Spain agreed on Saturday to accept a European bailout to help stabilize its cash-starved banks, following desperate calls from world leaders to accept the money before Greek elections on Sunday that could cause havoc in the markets.
“I think this is good news in the short run because it means worries about Spanish banks collapsing are temporarily postponed,” Maskin said after giving a speech on financial crises.
A systemic failure in Spanish banks would create unacceptable panic, the Nobel laureate said, but he cautioned against viewing the bailout as a permanent fix because it cannot work for very long.
What Europe really needs is to integrate its fiscal policy, an aspect that was left out of the design of the monetary union a decade ago and which has consequently led to one crisis after another — from Greece, Portugal, Ireland and Spain to Italy, Maskin said.
“Unless this design is in place, the debt problem will continue,” he said. “Things have been deteriorating fast for the past two years and the bailout is not a long-term remedy.”

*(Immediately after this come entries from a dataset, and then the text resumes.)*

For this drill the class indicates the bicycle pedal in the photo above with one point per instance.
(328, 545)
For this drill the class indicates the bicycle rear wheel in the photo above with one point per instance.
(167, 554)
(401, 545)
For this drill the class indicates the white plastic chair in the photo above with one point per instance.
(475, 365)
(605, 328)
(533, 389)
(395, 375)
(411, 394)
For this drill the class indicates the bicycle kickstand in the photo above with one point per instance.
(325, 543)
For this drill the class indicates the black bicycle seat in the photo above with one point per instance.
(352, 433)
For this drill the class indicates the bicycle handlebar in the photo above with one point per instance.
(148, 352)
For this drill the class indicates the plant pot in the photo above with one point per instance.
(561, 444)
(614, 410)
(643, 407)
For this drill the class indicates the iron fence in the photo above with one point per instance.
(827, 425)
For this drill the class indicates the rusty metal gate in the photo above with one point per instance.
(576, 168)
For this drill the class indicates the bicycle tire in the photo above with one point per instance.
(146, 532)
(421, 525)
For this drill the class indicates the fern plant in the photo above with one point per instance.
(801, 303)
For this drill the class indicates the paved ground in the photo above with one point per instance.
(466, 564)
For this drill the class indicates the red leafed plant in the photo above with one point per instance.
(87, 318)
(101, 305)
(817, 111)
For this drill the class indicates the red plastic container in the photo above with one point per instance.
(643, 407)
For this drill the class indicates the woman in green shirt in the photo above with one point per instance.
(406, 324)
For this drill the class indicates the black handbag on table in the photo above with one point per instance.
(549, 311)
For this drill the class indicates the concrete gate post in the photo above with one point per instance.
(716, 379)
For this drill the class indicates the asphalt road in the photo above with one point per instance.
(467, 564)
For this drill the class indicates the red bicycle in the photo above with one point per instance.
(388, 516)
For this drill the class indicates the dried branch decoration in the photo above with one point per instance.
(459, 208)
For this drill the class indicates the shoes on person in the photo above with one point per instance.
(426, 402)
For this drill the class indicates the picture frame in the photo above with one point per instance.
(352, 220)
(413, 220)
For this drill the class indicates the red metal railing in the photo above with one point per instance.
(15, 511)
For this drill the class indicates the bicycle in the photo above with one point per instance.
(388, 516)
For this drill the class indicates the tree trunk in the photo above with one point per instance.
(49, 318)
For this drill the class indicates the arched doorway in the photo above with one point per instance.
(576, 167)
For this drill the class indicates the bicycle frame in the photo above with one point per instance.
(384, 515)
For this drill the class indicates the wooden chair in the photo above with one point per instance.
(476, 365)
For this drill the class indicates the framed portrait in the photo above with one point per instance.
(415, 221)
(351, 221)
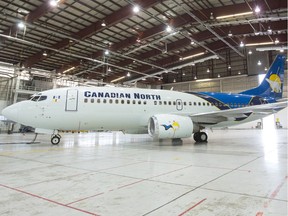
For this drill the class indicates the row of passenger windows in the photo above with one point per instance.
(169, 103)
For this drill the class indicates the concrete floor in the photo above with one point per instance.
(238, 172)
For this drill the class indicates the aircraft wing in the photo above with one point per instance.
(237, 114)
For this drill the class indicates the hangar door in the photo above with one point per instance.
(72, 100)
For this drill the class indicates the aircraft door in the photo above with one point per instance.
(72, 100)
(179, 104)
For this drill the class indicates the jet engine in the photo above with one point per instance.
(166, 126)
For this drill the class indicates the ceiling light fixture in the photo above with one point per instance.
(234, 15)
(54, 3)
(168, 29)
(118, 79)
(136, 9)
(21, 25)
(276, 41)
(192, 56)
(66, 71)
(269, 30)
(257, 9)
(230, 34)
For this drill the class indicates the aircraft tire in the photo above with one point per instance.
(200, 137)
(203, 137)
(55, 140)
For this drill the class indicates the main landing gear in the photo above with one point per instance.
(55, 139)
(200, 137)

The fiscal woes could be resolved if they were transferred from the level of individual European countries to the level of the eurozone as a whole, said Maskin, who was one of three people awarded the 2007 Nobel Prize in Economics for laying the foundations of mechanism design theory.
Fiscal integration is 10 years late, but remains the only way for the eurozone to survive the debt crisis, whether member states like it or not — because it entails surrender of control over their finances, the economist said.
If the eurozone cannot work out a regime to unify its fiscal policy, it might as well go back to the era before monetary union, Maskin said, adding that he is guardedly optimistic that unification of fiscal policy is possible.
Maskin said the US economy is improving, but the pace is painfully slow because the administration assigns too much importance to debt when the top priority should be to bring down unemployment.
The US government could spend more money employing workers to undertake public works, a measure that would eventually pay for itself because it helps put the economy back to normal and generates more tax revenue, he said.
To that end, the US government does not necessarily have to increase debt because it can finance job-creation programs by raising the tax burden on the rich, Maskin said.
“That may be difficult politically, but from an economic standpoint, it makes a lot of sense,” he said. It would take a few more years for US unemployment to drop to around 6 percent, from the current 8.2 percent, partly because of a political deadlock between the White House and the US Congress, Maskin estimated.
“Countries like Taiwan that rely heavily on international trade are vulnerable to external shocks,” he said. “While expanding trading partners is not going to solve the problem completely, it can help diversify the risks.”